X
  • On16/05/2017
Categories: NasionalRagam Berita

Inilah Deretan Kasus Yang Telah Menunggu Habib Rizieq di Indonesia

Jakarta – Hingga kini, Imam Besar Front Pembela Islam (FPI), Habib Rizieq Shihab, belum juga kembali ke Indonesia. Bahkan kabar terakhir menyebutkan bahwa Rizieq kembali terbang ke Arab Saudi setelah beberapa hari sempat berada di Malaysia.

Pihak kepolisian saat ini sedang menunggu kepulangan dari Rizieq karena ada beberapa kasus yang telah menunggu yang diduga melibatkan dia. Untuk kasus chat vulgar, polisi bahkan berencana untuk menjemput paksa bila Rizieq tidak juga kembali ke Indonesia.

Berikut ini beberapa kasus yang diduga melibatkan Rizieq:

1. Penghinaan Terhadap Pancasila
Fatmawati Soekarnoputri melaporkan Rizieq pada 27 Oktober 2016 lalu ke Bareskrim Polri, Jakarta Pusat. Rizieq diduga telah menghina Presiden pertama Republik Indonesia, Ir Soekarno dan Dasar Negara Pancasila dalam ceramahnya di acara tabligh akbar yang diselenggarakan di Bandung, Jawa Barat.

Hingga kini, status Rizieq dalam kasus ini adalah sebagai tersangka, dengan dikenai Pasal 154 a KUHP tentang penodaan terhadap lambang negara dan pasal 320 KUHP tentang pencemaran terhadap orang yang sudah meninggal.

2. Pelecehan Terhadap Umat Kristiani
Rizieq dilaporkan ke polisi oleh Pengurus Pusat Perhimpunan Mahasiswa Katolik Republik Indonesia (PP-PMKRI) pada 26 Desember 2016 atas dugaan menghina umat Kristiani terkait video berdurasi 21 detik di media sosial Twitter dan Instagram.

Dalam kasus ini Habib Rizieq diduga melakukan penistaan terhadap agama. Ia juga diduga melanggar pasal 156 dan pasal 156 a KUHP serta UU Nomor 11 tahun 2008 UU ITE.

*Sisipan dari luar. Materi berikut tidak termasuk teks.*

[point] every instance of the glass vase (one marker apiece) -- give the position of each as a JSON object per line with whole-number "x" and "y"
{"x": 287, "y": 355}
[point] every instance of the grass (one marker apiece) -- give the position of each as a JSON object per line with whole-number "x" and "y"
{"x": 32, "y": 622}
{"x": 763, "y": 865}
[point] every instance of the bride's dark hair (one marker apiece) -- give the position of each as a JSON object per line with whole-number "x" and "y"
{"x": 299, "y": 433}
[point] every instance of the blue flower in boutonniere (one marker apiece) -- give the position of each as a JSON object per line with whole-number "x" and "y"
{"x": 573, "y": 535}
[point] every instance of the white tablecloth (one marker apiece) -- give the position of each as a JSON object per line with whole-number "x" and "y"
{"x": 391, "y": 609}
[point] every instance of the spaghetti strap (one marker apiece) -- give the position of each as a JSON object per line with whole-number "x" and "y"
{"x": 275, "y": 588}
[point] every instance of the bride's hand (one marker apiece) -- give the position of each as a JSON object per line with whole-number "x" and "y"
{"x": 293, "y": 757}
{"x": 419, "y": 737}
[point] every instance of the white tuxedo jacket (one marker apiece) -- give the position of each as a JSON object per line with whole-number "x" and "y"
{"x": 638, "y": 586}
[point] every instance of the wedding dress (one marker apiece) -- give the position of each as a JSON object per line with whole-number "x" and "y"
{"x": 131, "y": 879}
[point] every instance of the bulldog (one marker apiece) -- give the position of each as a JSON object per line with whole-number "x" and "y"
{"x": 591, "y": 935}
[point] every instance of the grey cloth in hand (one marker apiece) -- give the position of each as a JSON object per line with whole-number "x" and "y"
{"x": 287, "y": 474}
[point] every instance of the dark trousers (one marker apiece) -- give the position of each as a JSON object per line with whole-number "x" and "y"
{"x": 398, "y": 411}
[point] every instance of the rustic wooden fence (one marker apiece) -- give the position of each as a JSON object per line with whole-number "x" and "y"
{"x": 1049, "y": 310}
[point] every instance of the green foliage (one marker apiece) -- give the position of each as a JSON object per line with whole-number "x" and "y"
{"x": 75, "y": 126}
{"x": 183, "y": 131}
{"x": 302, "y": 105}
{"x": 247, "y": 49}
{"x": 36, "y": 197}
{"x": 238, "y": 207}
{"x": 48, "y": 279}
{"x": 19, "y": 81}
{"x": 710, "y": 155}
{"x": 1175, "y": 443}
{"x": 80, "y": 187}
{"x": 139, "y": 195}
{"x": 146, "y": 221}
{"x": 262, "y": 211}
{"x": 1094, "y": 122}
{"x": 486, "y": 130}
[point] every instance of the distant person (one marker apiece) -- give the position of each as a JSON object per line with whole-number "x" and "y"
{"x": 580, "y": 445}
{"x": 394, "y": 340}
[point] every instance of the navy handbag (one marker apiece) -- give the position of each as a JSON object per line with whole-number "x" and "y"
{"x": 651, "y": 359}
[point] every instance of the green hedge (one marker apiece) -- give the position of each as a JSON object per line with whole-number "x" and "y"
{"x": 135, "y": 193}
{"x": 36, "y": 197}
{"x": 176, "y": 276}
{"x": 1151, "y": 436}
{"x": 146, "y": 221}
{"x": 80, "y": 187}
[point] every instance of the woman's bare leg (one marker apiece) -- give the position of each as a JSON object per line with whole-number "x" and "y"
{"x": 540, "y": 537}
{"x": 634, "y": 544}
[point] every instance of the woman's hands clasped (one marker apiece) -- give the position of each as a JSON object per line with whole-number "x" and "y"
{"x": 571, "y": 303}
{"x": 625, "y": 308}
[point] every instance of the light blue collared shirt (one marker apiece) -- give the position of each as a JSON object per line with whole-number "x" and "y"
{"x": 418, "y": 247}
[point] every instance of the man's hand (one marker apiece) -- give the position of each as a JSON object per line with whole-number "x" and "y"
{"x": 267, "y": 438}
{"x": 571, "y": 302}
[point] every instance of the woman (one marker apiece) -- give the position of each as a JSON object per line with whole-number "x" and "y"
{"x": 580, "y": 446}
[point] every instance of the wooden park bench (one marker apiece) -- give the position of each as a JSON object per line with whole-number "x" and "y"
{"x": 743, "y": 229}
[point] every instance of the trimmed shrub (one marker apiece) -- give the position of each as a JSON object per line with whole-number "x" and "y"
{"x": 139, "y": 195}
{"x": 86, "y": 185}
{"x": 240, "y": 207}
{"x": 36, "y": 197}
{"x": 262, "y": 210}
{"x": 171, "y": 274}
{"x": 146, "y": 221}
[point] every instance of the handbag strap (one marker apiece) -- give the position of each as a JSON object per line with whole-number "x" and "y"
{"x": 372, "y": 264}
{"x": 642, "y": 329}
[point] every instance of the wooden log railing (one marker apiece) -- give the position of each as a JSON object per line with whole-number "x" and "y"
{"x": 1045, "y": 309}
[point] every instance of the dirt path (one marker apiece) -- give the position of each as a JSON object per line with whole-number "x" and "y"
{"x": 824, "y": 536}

3. Kasus Ceramah Palu Arit Pada Uang Baru
Jaringan Anti Intelektual Muda (Jimef) dan Solidaritas Merah Putih (Solmet) melaporkan Habib Rizieq terkait ceramahnya tentang logo palu arit yang terdapat pada uang baru yang diunggah ke Youtube oleh akun FPI TV pada 25 Desember 2016 lalu.

Dalam kasus ini Rizieq diduga melanggar pasal 28 ayat 2 dan pasal 28 ayat 1 juncto, serta pasal 45 ayat 2 UU ITE.

4. Kasus Chat Vulgar dengan Firza Husein via WhatsApp
Rizieq Shihab dan Firza Husein dilaporkan ke Polda Metro Jaya dengan Laporan Polisi Nomor: LP/510/I/2017/PMJ Dit Reskrimsus terkait dugaan penyebaran percakapan berkonten pornografi yang mengatasnamakan Habib Rizieq dan Firza Husein.

Rizieq dan Firza dianggap melanggar Pasal 4 ayat (1) juncto Pasal 29 dan/atau Pasal 32 Undang-undang 44 Tahun 2008 tentang Pornografi serta Pasal 27 ayat (1) juncto Pasal 45 ayat (1) UU Nomor 11 Tahun 2008 tentang informasi dan Transaksi Elektronik (UU ITE).